ShiraiJunichi wrote:But if you encourage artists to only adjust the lightness in order to shade, then it should work perfectly every time- as long as the image only has one color besides black and white. This is perfect for hair and eyes- which is what I think altering the hue would be most used for. But if you could create different layers for every color in a single article of clothing, then you could have complete control over all the colors- which would be really nice. It just requires a little thought before hand to do this, I think
I think this is fundamentally right. But of course, the question is, will artists be willing to give over that bit of control in order to make their stuff be automatically colorable. This is compounded by the fact that I've been working in the HSL colorspace, and not the HSV colorspace supported by most applications... So I'm not sure how well it would work with HSV-drawn images.
My gut feeling is that we will need to work around this somehow, if we want to allow people to mess with the non-hue dimensions of the colorspace... needed, for example, to turn blue eyes into brown eyes.
Although I'm not an expert on color-systems, I do have a little experience of them from some of the graphics courses I took. It would be nice to get comments from artistic types on what they think of this.
Hm... Other thoughts. For each doll, images will be organized in a 3-step hierarchy.

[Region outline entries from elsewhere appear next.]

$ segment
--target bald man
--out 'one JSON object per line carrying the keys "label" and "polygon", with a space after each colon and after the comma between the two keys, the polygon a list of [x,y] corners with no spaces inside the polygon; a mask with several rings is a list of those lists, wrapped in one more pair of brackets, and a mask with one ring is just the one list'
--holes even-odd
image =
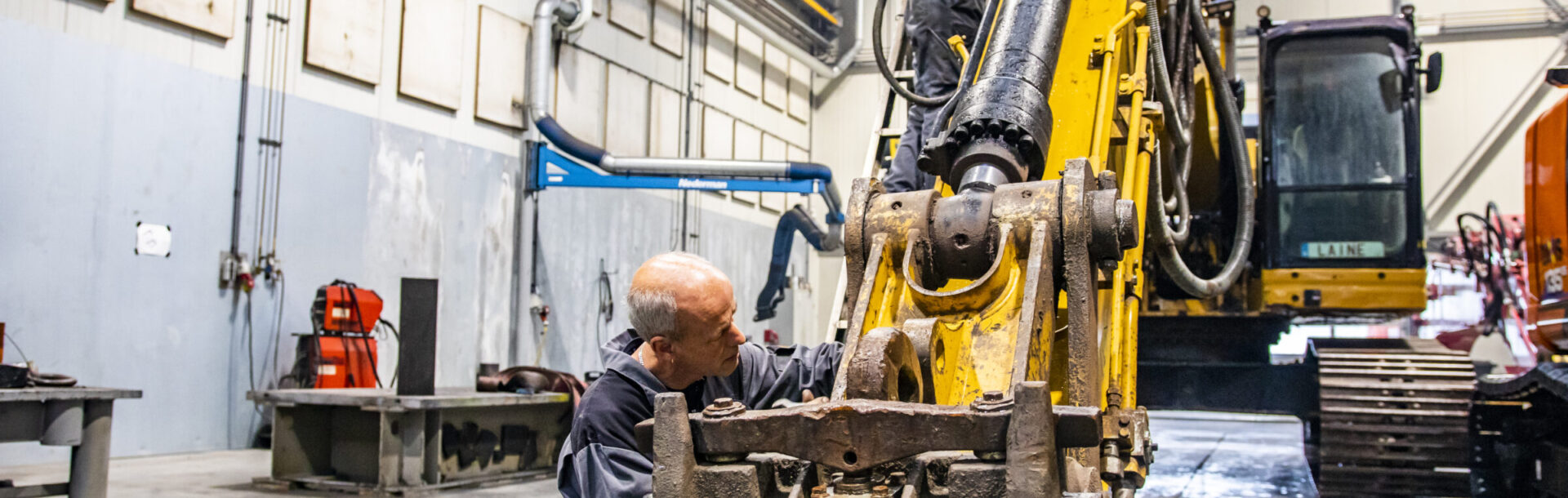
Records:
{"label": "bald man", "polygon": [[644,496],[652,457],[637,449],[633,428],[654,417],[654,396],[682,392],[688,412],[718,398],[750,409],[808,401],[833,390],[842,346],[762,348],[735,327],[735,290],[696,255],[657,255],[632,276],[626,294],[632,329],[599,351],[604,377],[577,406],[557,464],[561,493]]}

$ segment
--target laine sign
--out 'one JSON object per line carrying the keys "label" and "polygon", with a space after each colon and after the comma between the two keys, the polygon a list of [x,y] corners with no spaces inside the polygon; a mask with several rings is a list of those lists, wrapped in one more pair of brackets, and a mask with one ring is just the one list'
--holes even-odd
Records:
{"label": "laine sign", "polygon": [[1301,257],[1314,260],[1328,258],[1380,258],[1383,257],[1383,243],[1378,241],[1359,241],[1359,243],[1305,243],[1301,244]]}

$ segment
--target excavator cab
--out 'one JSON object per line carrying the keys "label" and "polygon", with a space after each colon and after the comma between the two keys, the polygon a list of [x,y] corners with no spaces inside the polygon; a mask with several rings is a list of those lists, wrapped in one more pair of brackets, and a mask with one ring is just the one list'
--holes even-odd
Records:
{"label": "excavator cab", "polygon": [[1436,89],[1441,55],[1419,66],[1411,9],[1281,23],[1259,11],[1262,291],[1253,309],[1422,310],[1421,92]]}

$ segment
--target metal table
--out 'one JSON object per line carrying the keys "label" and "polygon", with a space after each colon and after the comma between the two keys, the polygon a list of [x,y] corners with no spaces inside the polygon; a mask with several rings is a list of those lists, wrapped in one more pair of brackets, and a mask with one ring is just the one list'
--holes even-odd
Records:
{"label": "metal table", "polygon": [[0,498],[100,498],[108,495],[108,429],[114,399],[140,390],[107,387],[0,388],[0,443],[71,446],[71,481],[0,487]]}
{"label": "metal table", "polygon": [[547,476],[572,415],[561,393],[287,388],[246,398],[276,409],[271,476],[254,481],[274,490],[411,495]]}

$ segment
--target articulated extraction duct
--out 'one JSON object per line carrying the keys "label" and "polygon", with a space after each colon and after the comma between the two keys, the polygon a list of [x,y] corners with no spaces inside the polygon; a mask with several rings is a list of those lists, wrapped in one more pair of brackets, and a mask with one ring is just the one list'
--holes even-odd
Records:
{"label": "articulated extraction duct", "polygon": [[806,241],[817,251],[837,251],[844,246],[844,211],[839,202],[839,191],[833,186],[833,171],[823,164],[793,161],[615,157],[594,144],[572,136],[555,122],[555,117],[547,110],[550,108],[550,100],[554,100],[555,36],[561,30],[558,22],[571,22],[564,30],[574,30],[574,27],[580,27],[588,17],[583,16],[585,13],[583,6],[568,0],[541,0],[533,11],[528,121],[533,121],[539,128],[539,135],[544,135],[561,152],[613,174],[822,180],[822,197],[828,204],[828,215],[825,216],[828,222],[826,232],[817,227],[800,207],[779,218],[773,241],[773,260],[768,268],[768,283],[762,290],[762,296],[757,298],[756,315],[757,321],[771,318],[773,309],[782,301],[786,287],[784,271],[787,269],[789,243],[793,241],[793,233],[800,232],[804,235]]}

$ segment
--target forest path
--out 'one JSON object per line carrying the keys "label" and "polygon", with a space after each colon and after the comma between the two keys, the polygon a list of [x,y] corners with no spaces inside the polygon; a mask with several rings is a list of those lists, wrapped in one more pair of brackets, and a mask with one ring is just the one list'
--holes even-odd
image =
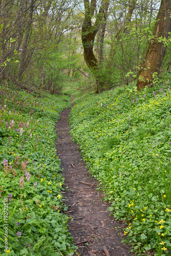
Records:
{"label": "forest path", "polygon": [[69,221],[69,231],[78,247],[78,252],[81,256],[132,255],[129,251],[131,248],[121,243],[119,231],[115,229],[118,226],[123,227],[124,223],[110,216],[109,204],[102,201],[103,193],[96,189],[96,181],[89,176],[78,146],[71,141],[68,123],[70,110],[67,109],[60,114],[56,125],[56,146],[68,187],[63,192],[67,212],[73,219]]}

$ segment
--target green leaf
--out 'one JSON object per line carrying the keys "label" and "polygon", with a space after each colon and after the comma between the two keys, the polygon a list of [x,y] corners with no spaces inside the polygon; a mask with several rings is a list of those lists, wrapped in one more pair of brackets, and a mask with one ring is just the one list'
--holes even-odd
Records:
{"label": "green leaf", "polygon": [[146,236],[145,236],[145,234],[141,234],[140,237],[141,237],[141,239],[142,239],[143,240],[144,240],[145,239],[146,239],[147,238],[147,237]]}

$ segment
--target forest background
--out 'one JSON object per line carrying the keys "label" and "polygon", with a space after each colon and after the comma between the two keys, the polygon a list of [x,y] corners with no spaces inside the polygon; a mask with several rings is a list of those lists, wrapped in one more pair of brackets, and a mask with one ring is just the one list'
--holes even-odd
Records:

Categories are the outermost step in the heirarchy. They serve to group layers logically, into categories like Hair, Eyes, Mouth, Clothes, whatever... Just for the convenience of the user who wants to find such a thing. It may be a property of each category that determines if one or more than one layer will be on at a time.
Layers are what the user turns on and off. A layer may represent a particular hair or eye style. A layer consist of one or more images.
Images correspond to images that can be shown or turned off. Each image has a z-ordering. So it's possible to have one image in a layer in front of a character's face, and one behind. (Useful for hair.)
Hue manipulation occurs on defined subgroups of the images in a layer.
Going with the Kanon example above, Ayu's PJs would be in the category "Clothes". The PJs would be a layer. The PJs layer consists of three images... one of the PJs behind her neck, one of the PJs in front of her body, and one of the buttons. The former two would be in one hue group, the latter would be in a second hue group.
I'm going to suggest that we standardize on a set of licenses for dolls, perhaps on the Creative-Common licenses. The tool could track the licenses, and also who the credit belongs to, so that people can be credited properly.
Hm... Anyone want to suggest a name for this? (I was playing around with ABDC (AB's Doll Creator), but decided that unduly emphasises my efforts, which will hopefully be more than matched by artists.) I'd like to change the name of this thread to be more accurate, as the word warez really irks me.